BookmarkSubscribeRSS Feed
🔒 This topic is solved and locked. Need further help from the community? Please sign in and ask a new question.
pvareschi
Quartz | Level 8

I have just completed the material for "Module 1: Predictive Modeling" course and I would appreciate if someone could clarify/confirm how the logic for decisions work:

  1. Do models (e.g. Decision Trees and Logistic Regression) use a predicted probability of 0.5 as the threshold for classifying a case as the primary outcome (i.e. IF p_predicted>0.5 THEN predicted_class=1)?
  2. If so, is there a way of altering that behaviour? My understanding is that Decision Weights can be used to change the threshold. For instance, if set to the inverse prior probabilities, a case would be classified as primary outcome if its predicted probability was above the prior probability. Is that correct?

Thanks

1 ACCEPTED SOLUTION

Accepted Solutions
Cynthia_sas
SAS Super FREQ

Hi:
Here's feedback from the course instructors:

 

---------------------------------

  1. Yes, 0.5 is the hard-coded default in Enterprise Miner as a cut-off for making decisions.   But this cut-off can be changed.
  2. Yes. One method is to use the “cut-off” node to change the threshold and the other is to use decision weights and/or a profit matrix.  The cut-off node is not included in that class but information about it can be found in the help menu of Enterprise Miner.   Decision weights are cover in Lesson 7 in the section titles “Adjusting for separate sampling” and profit matrices are covered also in Lesson 7 in the section titled “Evaluating Model Profit.”

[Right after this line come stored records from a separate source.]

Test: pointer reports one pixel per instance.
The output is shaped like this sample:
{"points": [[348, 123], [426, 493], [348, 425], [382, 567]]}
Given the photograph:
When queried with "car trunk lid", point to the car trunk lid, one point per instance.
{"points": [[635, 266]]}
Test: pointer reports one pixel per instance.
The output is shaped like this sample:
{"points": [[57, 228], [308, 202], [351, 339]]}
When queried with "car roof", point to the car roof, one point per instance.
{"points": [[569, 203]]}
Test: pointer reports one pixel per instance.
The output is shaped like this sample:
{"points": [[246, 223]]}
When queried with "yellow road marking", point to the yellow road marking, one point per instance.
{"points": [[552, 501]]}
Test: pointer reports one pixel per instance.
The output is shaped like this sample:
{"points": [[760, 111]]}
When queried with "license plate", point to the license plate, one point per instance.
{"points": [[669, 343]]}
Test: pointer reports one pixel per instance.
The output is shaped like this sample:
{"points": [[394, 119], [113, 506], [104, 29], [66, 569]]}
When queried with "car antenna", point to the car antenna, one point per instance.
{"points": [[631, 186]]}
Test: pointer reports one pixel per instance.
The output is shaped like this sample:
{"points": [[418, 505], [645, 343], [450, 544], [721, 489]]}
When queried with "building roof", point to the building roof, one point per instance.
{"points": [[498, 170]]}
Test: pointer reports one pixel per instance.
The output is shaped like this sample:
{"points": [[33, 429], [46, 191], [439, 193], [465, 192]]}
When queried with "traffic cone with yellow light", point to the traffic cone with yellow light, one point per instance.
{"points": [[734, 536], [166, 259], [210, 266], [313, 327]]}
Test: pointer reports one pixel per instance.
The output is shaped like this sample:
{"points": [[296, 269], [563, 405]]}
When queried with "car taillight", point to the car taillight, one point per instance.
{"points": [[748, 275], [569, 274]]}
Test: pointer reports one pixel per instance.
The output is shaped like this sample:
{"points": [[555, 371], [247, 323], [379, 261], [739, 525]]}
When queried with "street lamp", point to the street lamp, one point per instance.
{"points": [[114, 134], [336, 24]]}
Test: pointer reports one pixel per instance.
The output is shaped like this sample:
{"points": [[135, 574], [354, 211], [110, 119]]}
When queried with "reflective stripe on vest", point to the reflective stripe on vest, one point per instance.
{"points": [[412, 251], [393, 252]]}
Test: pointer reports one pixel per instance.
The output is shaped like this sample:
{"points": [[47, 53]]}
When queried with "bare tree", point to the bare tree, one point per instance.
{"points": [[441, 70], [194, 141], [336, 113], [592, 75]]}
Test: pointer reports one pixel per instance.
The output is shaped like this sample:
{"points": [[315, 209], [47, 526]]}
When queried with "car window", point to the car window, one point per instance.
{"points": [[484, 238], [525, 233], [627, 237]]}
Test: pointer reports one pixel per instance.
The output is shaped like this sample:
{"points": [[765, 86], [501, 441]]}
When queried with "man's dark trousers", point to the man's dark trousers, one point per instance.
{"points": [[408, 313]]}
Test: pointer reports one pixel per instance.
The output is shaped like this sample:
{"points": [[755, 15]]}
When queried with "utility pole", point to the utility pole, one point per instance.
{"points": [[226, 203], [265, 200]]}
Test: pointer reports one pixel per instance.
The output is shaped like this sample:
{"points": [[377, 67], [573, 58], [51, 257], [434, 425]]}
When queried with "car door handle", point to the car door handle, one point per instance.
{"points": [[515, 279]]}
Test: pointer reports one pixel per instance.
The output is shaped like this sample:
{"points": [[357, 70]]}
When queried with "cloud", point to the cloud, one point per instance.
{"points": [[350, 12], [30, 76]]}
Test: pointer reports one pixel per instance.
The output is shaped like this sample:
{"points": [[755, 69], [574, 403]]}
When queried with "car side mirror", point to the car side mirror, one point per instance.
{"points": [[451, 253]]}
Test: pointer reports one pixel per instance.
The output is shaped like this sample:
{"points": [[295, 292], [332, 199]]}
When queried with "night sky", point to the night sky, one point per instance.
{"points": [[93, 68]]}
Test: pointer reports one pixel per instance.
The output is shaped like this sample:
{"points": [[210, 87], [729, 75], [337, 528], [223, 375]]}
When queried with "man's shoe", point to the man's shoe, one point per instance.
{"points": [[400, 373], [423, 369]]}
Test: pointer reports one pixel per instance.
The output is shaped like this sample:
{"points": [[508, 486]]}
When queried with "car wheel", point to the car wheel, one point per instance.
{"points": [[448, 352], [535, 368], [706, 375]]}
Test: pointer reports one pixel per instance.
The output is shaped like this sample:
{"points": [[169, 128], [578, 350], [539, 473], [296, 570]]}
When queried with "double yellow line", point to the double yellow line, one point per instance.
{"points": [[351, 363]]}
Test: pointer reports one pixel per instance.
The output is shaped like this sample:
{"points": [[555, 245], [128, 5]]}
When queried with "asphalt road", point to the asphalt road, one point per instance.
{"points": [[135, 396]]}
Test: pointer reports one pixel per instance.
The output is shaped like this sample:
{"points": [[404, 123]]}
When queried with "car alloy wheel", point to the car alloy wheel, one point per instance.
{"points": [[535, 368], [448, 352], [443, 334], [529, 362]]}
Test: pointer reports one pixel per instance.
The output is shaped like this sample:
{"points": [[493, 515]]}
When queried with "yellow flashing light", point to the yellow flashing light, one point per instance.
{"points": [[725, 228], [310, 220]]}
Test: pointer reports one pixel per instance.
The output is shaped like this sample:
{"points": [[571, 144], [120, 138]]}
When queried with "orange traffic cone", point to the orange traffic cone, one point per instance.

------------------------------------

 

Hope this helps clarify the default and cut-off for you.

Cynthia

View solution in original post

5 REPLIES 5
Cynthia_sas
SAS Super FREQ

Hi:
Here's feedback from the course instructors:

 

---------------------------------

  1. Yes, 0.5 is the hard-coded default in Enterprise Miner as a cut-off for making decisions.   But this cut-off can be changed.
  2. Yes. One method is to use the “cut-off” node to change the threshold and the other is to use decision weights and/or a profit matrix.  The cut-off node is not included in that class but information about it can be found in the help menu of Enterprise Miner.   Decision weights are cover in Lesson 7 in the section titles “Adjusting for separate sampling” and profit matrices are covered also in Lesson 7 in the section titled “Evaluating Model Profit.”

------------------------------------

 

Hope this helps clarify the default and cut-off for you.

Cynthia

pvareschi
Quartz | Level 8

Thank you for your answer!

Just a quick point: the default 0.5 cut-off, does it apply regardless of the proportions used in the sample? For instance, assuming I do oversampling with a ratio of 0.3 primary outcome / 0.7 secondary outcome, and I do not specify any prior probabilities, am I right in saying 0.5 would still be used as the default cut-off for classification purposes (based on the posterior probabilities)?

Reeza
Super User
The two items aren't directly related. They're both probabilities but not the same type of probability. One is balancing your sample to fit a model, the second predicts the probability of an outcome.
Cynthia_sas
SAS Super FREQ

Hi:

  The instructors' feedback on this question is:

"The default cut-off is always 0.5, regardless of whether or not any sampling has been done to deal with a rare event level.  If the data has been over-sampled to deal with a rare event, then use decision processing (i.e., define prior probabilities) which will adjust the cut-off accordingly.  If over-sampling is done and prior probabilities are not defined, than 0.5 will be used as a cut-off."

 

  Cynthia

Reeza
Super User

1. That may be the default but you can change that with the CUTOFF option in PROC LOGISTIC. Not sure about decision trees because it follows a different algorithm.

 

2. Yes, see the CUTOFF option for PROC LOGISTIC. 

 

The 0.5 cutoff is usually the default but you can change it as needed.